Weit voraus, irgendwo am Ende (oder am Anfang?!) des Sees ist im Bergmassiv eine Eisfläche auszumachen. Ich nehme mal an, das wird der Kjenndal-Gletscher sein. Ich habe Glück, ein nettes Ehepaar, das ebenfalls dem "Freiluftvergnügen" an Deck frönen möchte, hält mir doch tatsächlich einen Platz frei. Das ist wirklich sehr nett und keinesfalls selbstverständlich. Zufälligerweise hatten wir auch gestern in Flåm denselben Ausflug gemacht und kamen - ebenfalls an Deck - immer mal etwas ins Gespräch. Und heute nun gehen wir auf gemeinsame Gletschererkundung.

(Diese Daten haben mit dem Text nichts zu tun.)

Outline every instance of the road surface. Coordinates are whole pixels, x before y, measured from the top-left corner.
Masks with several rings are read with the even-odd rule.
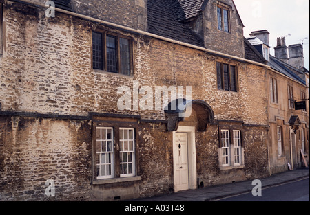
[[[262,188],[262,196],[251,192],[227,197],[218,201],[309,201],[309,179]]]

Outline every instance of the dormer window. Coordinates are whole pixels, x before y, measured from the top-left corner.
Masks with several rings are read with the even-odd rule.
[[[269,47],[265,44],[262,45],[262,56],[266,60],[269,61]]]
[[[229,10],[217,6],[218,29],[226,32],[229,32]]]

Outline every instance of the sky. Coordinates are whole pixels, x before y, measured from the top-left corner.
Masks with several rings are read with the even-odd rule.
[[[234,0],[243,25],[244,36],[267,30],[270,53],[274,56],[277,38],[285,36],[287,46],[303,43],[304,67],[309,69],[309,0]],[[290,36],[289,34],[291,34]],[[307,39],[304,39],[307,38]],[[303,40],[302,41],[302,40]]]

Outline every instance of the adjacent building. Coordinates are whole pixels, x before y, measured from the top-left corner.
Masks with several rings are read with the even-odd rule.
[[[285,82],[294,96],[305,82],[244,38],[233,1],[54,2],[0,1],[1,201],[124,200],[251,180],[288,170],[287,144],[277,157],[271,140],[278,126],[285,135],[295,119],[309,137],[309,109],[279,104]]]
[[[302,44],[285,44],[278,38],[275,56],[269,54],[267,30],[252,32],[247,38],[268,60],[269,160],[271,174],[304,166],[300,150],[309,162],[309,71],[304,67]],[[304,102],[304,108],[295,106]]]

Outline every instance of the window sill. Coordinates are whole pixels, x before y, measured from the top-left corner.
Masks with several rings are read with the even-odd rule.
[[[107,75],[110,75],[110,76],[120,76],[120,77],[125,77],[125,78],[134,78],[133,75],[124,75],[122,73],[116,73],[116,72],[112,72],[112,71],[107,71],[105,70],[101,70],[101,69],[92,69],[92,70],[96,72],[96,73],[102,73],[102,74],[107,74]]]
[[[140,180],[141,180],[141,176],[134,176],[134,177],[123,177],[123,178],[98,179],[98,180],[92,181],[92,184],[94,184],[94,185],[107,184],[107,183],[120,183],[120,182],[126,182],[126,181],[140,181]]]
[[[225,93],[238,93],[239,91],[227,91],[225,89],[218,89],[218,91],[220,92],[225,92]]]
[[[232,169],[242,169],[244,168],[245,166],[244,164],[238,165],[238,166],[220,166],[220,168],[221,170],[228,170]]]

Kapitän Jon stellt sich vor und ist auch gleich um unser Wohl bemüht: "Wir haben auch Schwimmreifen an Bord!" Ich glaube, damit meint er die Rettungswesten. Zumindest weist er auf die überall befindlichen Kisten mit dem unmissverständlichen Symbol hin. Dennoch habe ich gleich Kopfkino, wie wir alle mit quietschbunten Schwimmringen vergnügt durchs türkisfarbene Gletscherwasser paddeln.

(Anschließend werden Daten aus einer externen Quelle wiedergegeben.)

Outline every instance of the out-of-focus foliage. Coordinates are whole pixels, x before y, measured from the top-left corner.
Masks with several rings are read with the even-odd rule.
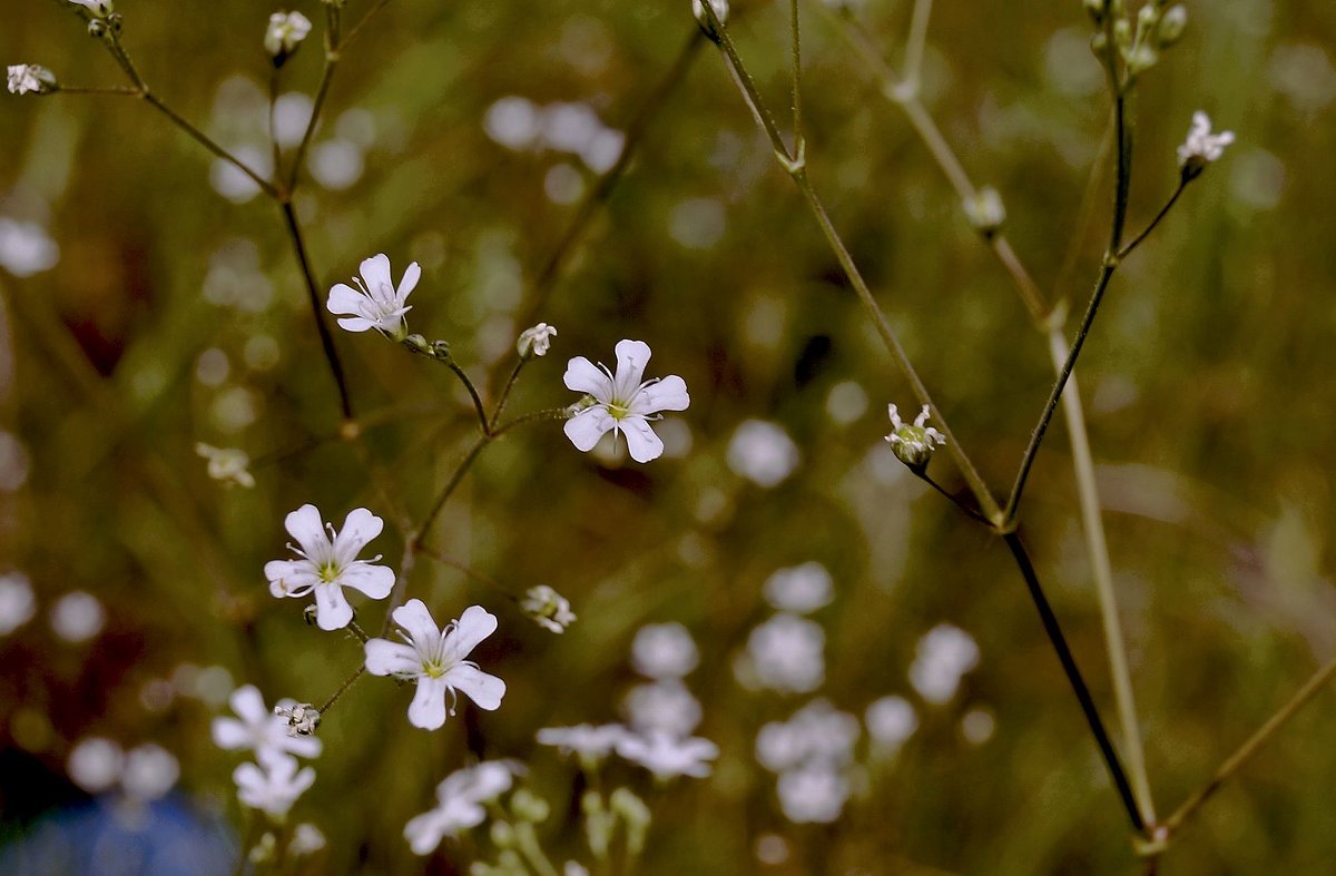
[[[57,4],[9,5],[7,63],[40,63],[68,84],[123,84]],[[349,0],[347,15],[367,5]],[[908,7],[868,0],[859,13],[895,64]],[[1109,115],[1086,13],[1075,0],[938,7],[925,101],[971,176],[1002,192],[1007,234],[1041,286],[1079,308],[1109,200],[1105,174],[1096,220],[1073,243]],[[319,4],[302,8],[322,20]],[[155,91],[228,148],[263,159],[273,9],[124,0],[120,11]],[[803,23],[812,182],[955,435],[1001,491],[1051,385],[1043,338],[899,110],[824,16],[804,9]],[[321,728],[319,779],[294,819],[330,837],[323,872],[458,872],[472,841],[446,843],[424,864],[403,824],[470,752],[517,757],[554,801],[549,845],[580,856],[577,807],[566,805],[573,768],[534,732],[615,720],[633,682],[636,629],[680,621],[700,648],[688,678],[704,705],[699,733],[721,754],[712,777],[649,797],[644,872],[1136,872],[1124,815],[1010,557],[890,455],[886,403],[906,410],[908,387],[712,47],[663,101],[629,172],[529,312],[569,202],[596,174],[557,150],[498,144],[489,108],[508,96],[560,101],[625,130],[695,27],[685,0],[393,0],[345,52],[314,140],[315,180],[297,199],[323,287],[374,252],[395,271],[420,262],[411,328],[448,339],[493,393],[517,333],[556,324],[514,413],[574,401],[561,385],[565,359],[609,362],[621,338],[645,339],[649,374],[683,375],[692,406],[671,415],[680,453],[648,466],[580,454],[560,423],[516,430],[484,453],[430,541],[516,592],[552,585],[578,622],[553,636],[420,557],[410,593],[438,617],[476,602],[500,617],[474,657],[506,680],[502,708],[461,708],[425,733],[405,720],[407,690],[359,681]],[[787,4],[739,3],[729,29],[762,91],[786,107]],[[283,68],[298,115],[301,99],[287,95],[315,88],[318,31]],[[1325,4],[1194,4],[1136,97],[1134,230],[1172,191],[1194,110],[1237,135],[1120,271],[1079,367],[1162,812],[1336,650],[1333,32]],[[269,596],[261,570],[285,554],[283,515],[314,502],[338,522],[369,506],[386,517],[374,549],[397,564],[407,525],[474,435],[468,398],[444,369],[337,331],[374,463],[335,439],[337,395],[278,208],[234,203],[211,174],[218,182],[211,156],[135,97],[0,100],[0,216],[36,223],[59,246],[49,270],[0,270],[0,573],[27,574],[39,604],[0,638],[11,835],[77,797],[64,762],[92,733],[167,746],[183,789],[242,824],[236,758],[208,734],[220,706],[186,696],[183,665],[224,666],[270,701],[323,700],[361,652]],[[1073,246],[1075,267],[1062,274]],[[796,445],[795,471],[772,487],[729,466],[729,442],[752,419]],[[255,489],[210,481],[200,441],[250,453]],[[939,467],[959,487],[945,459]],[[409,521],[394,518],[386,494]],[[1026,498],[1026,539],[1113,725],[1061,425]],[[826,634],[820,696],[862,714],[902,694],[921,724],[840,821],[798,827],[756,764],[755,737],[811,697],[747,690],[733,664],[770,614],[764,581],[807,561],[835,584],[814,616]],[[71,590],[106,606],[104,629],[83,644],[47,622]],[[362,616],[375,629],[382,606],[363,604]],[[981,661],[931,705],[907,672],[941,622],[967,630]],[[1324,693],[1208,804],[1165,868],[1325,872],[1336,860],[1333,716]],[[762,844],[778,863],[758,859],[766,835],[787,843],[787,856]]]

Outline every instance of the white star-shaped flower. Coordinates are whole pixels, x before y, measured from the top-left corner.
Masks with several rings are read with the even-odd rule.
[[[649,362],[649,345],[644,341],[617,342],[617,373],[605,365],[595,366],[584,357],[566,363],[566,387],[584,393],[574,406],[565,433],[577,450],[593,450],[608,431],[627,435],[627,450],[636,462],[657,459],[664,442],[649,427],[659,411],[687,410],[691,397],[680,377],[641,381]]]
[[[345,314],[338,324],[347,331],[366,331],[375,328],[381,334],[402,341],[407,335],[407,323],[403,314],[413,310],[405,306],[409,292],[411,292],[422,276],[422,268],[414,262],[403,271],[403,278],[398,287],[390,278],[390,258],[383,252],[365,259],[361,264],[361,276],[354,276],[357,288],[346,283],[337,283],[330,290],[326,307],[331,314]]]
[[[409,705],[409,724],[434,730],[454,714],[458,690],[478,708],[493,710],[505,696],[505,682],[465,660],[478,642],[497,629],[497,618],[480,605],[469,606],[458,621],[437,629],[422,600],[409,600],[394,609],[399,636],[407,642],[373,638],[366,642],[366,670],[373,676],[395,676],[417,682]],[[449,696],[450,706],[445,705]]]
[[[361,590],[373,600],[383,600],[394,588],[394,570],[371,565],[371,560],[358,560],[357,554],[385,526],[379,517],[355,507],[343,518],[343,529],[334,531],[331,523],[321,522],[314,505],[303,505],[283,522],[301,549],[287,548],[301,560],[273,560],[265,564],[269,592],[277,597],[303,597],[315,594],[315,622],[321,629],[342,629],[353,620],[353,606],[343,596],[343,588]]]
[[[318,738],[290,733],[287,721],[265,708],[265,697],[255,685],[236,688],[228,702],[236,717],[214,718],[214,744],[219,748],[248,748],[257,757],[265,753],[315,757],[321,753]]]

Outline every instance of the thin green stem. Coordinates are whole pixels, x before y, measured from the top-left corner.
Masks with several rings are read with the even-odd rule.
[[[1173,194],[1169,195],[1169,200],[1166,200],[1165,206],[1160,208],[1160,212],[1157,212],[1156,218],[1150,220],[1150,224],[1148,224],[1141,231],[1141,234],[1138,234],[1137,236],[1134,236],[1125,247],[1122,247],[1121,250],[1118,250],[1118,260],[1122,260],[1122,259],[1128,258],[1128,255],[1133,250],[1136,250],[1138,246],[1141,246],[1141,242],[1145,240],[1150,235],[1150,232],[1156,230],[1156,226],[1160,224],[1160,220],[1164,219],[1169,214],[1169,210],[1174,206],[1174,203],[1178,202],[1178,196],[1182,195],[1182,190],[1186,188],[1186,187],[1188,187],[1188,183],[1184,182],[1180,178],[1178,187],[1173,190]]]
[[[1049,353],[1053,367],[1062,369],[1067,345],[1062,331],[1054,327],[1049,333]],[[1122,636],[1122,622],[1118,618],[1118,600],[1113,589],[1113,569],[1109,562],[1109,545],[1104,537],[1104,521],[1100,515],[1100,493],[1094,479],[1094,461],[1090,455],[1090,442],[1086,435],[1085,413],[1081,409],[1081,389],[1073,374],[1062,394],[1063,413],[1067,421],[1067,435],[1071,443],[1071,467],[1075,471],[1077,495],[1081,501],[1081,525],[1086,537],[1086,553],[1094,576],[1096,592],[1100,597],[1100,617],[1104,621],[1104,644],[1109,656],[1109,674],[1113,678],[1114,706],[1122,729],[1124,753],[1128,757],[1132,791],[1137,799],[1141,820],[1156,823],[1156,805],[1150,793],[1150,779],[1146,775],[1146,757],[1141,745],[1141,725],[1137,721],[1137,702],[1132,693],[1132,673],[1128,670],[1128,646]]]
[[[347,391],[347,379],[343,377],[343,363],[338,358],[338,349],[334,346],[334,335],[330,334],[330,327],[325,322],[325,312],[321,307],[321,291],[315,284],[315,275],[311,272],[311,262],[306,255],[306,240],[302,236],[302,226],[297,220],[297,211],[293,208],[293,202],[282,199],[278,202],[283,211],[283,222],[287,227],[287,236],[293,242],[293,250],[297,252],[297,263],[302,270],[302,279],[306,282],[306,294],[311,304],[311,316],[315,319],[315,330],[321,335],[321,347],[325,350],[325,361],[330,366],[330,374],[334,377],[334,383],[338,386],[339,409],[343,411],[343,419],[353,419],[353,399]]]
[[[1132,793],[1132,787],[1128,784],[1128,776],[1122,769],[1122,762],[1118,760],[1118,752],[1114,749],[1113,741],[1109,738],[1109,732],[1104,728],[1104,721],[1100,718],[1100,710],[1096,708],[1094,700],[1090,697],[1090,689],[1086,686],[1085,678],[1081,676],[1081,669],[1077,666],[1075,657],[1073,657],[1071,649],[1067,646],[1067,640],[1062,634],[1062,626],[1058,624],[1058,618],[1053,613],[1053,606],[1049,604],[1049,598],[1043,594],[1043,588],[1039,585],[1039,577],[1034,570],[1034,564],[1030,562],[1030,554],[1025,549],[1025,543],[1017,533],[1005,533],[1002,538],[1006,541],[1006,546],[1011,550],[1011,556],[1015,558],[1015,565],[1021,570],[1021,577],[1025,578],[1025,585],[1030,590],[1030,600],[1034,602],[1034,608],[1039,612],[1039,621],[1043,624],[1043,632],[1049,634],[1053,650],[1058,654],[1058,662],[1062,664],[1062,672],[1066,673],[1067,682],[1071,685],[1071,690],[1077,694],[1077,701],[1081,704],[1081,712],[1085,713],[1086,722],[1090,725],[1090,732],[1094,734],[1096,744],[1100,746],[1100,754],[1104,757],[1104,764],[1118,791],[1118,799],[1122,801],[1122,807],[1128,812],[1128,820],[1132,821],[1133,829],[1141,833],[1145,829],[1145,821],[1141,819],[1141,812],[1137,809],[1137,801]]]
[[[1164,823],[1166,832],[1173,835],[1174,831],[1182,827],[1184,821],[1192,817],[1192,815],[1201,808],[1201,804],[1206,803],[1212,795],[1220,791],[1220,787],[1225,784],[1236,772],[1238,772],[1238,769],[1241,769],[1242,765],[1257,753],[1257,750],[1276,733],[1276,730],[1284,726],[1289,718],[1295,717],[1299,709],[1301,709],[1309,700],[1313,698],[1313,696],[1317,694],[1319,690],[1323,689],[1328,681],[1331,681],[1333,674],[1336,674],[1336,658],[1328,661],[1327,665],[1313,673],[1313,676],[1304,682],[1304,686],[1300,688],[1285,705],[1280,706],[1280,710],[1267,718],[1267,722],[1263,724],[1256,733],[1249,736],[1248,741],[1240,745],[1233,754],[1225,758],[1225,762],[1220,765],[1220,769],[1216,771],[1216,775],[1210,777],[1210,781],[1208,781],[1205,787],[1184,800],[1182,805],[1178,807]]]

Pünktlich um 09:00 Uhr legen wir ab und spontan kommt mir das Kinderlied "Jetzt fahr´n wir über´n See …" in den Sinn. Fröhlich weht die norwegische Flagge am Heck. Vom ersten Augenblick an ist die Landschaft einfach nur gewaltig und es ist schwer, für die unglaublich schöne, uns umgebende Natur die richtigen Worte zu finden. Thomas erzählt Einiges, doch wie bereits auf dem gestrigen Ausflugsboot verstehe ich auch hier nicht alles, obwohl unser kleines Boot heute wesentlich ruhiger übers Wasser fährt. Manches Mal höre ich auch gar nicht so genau hin, sondern lasse einfach meine Gedanken schweifen, während meine Seele irgendwo in der Weite Norwegens baumelt … Das Naturkino spricht für sich selbst …
Kleinere und größere Wasserfälle, die von den steilen Bergen stürzen, Schnee- und Eisfelder und immer wieder diese unglaubliche Farbe des Wassers. Ein blau-weißer Himmel … Ach, es ist so schön, dass sich das Tor zu den Gletschern nunmehr für uns geöffnet hat.
Vor der winzigen Bugspitze unseres kleinen Bötchens scheint der "Eingang" zu den Gletschern zu sein. Und ja, es stimmt. Das große Eisfeld, das ich vorhin schon gesehen hatte, gehört tatsächlich schon zum Kjenndal-Gletscher. Die Szenerie wirkt so erhaben. Es ist so traumhaft hier und einmal mehr bin ich dankbar, das alles erleben zu dürfen.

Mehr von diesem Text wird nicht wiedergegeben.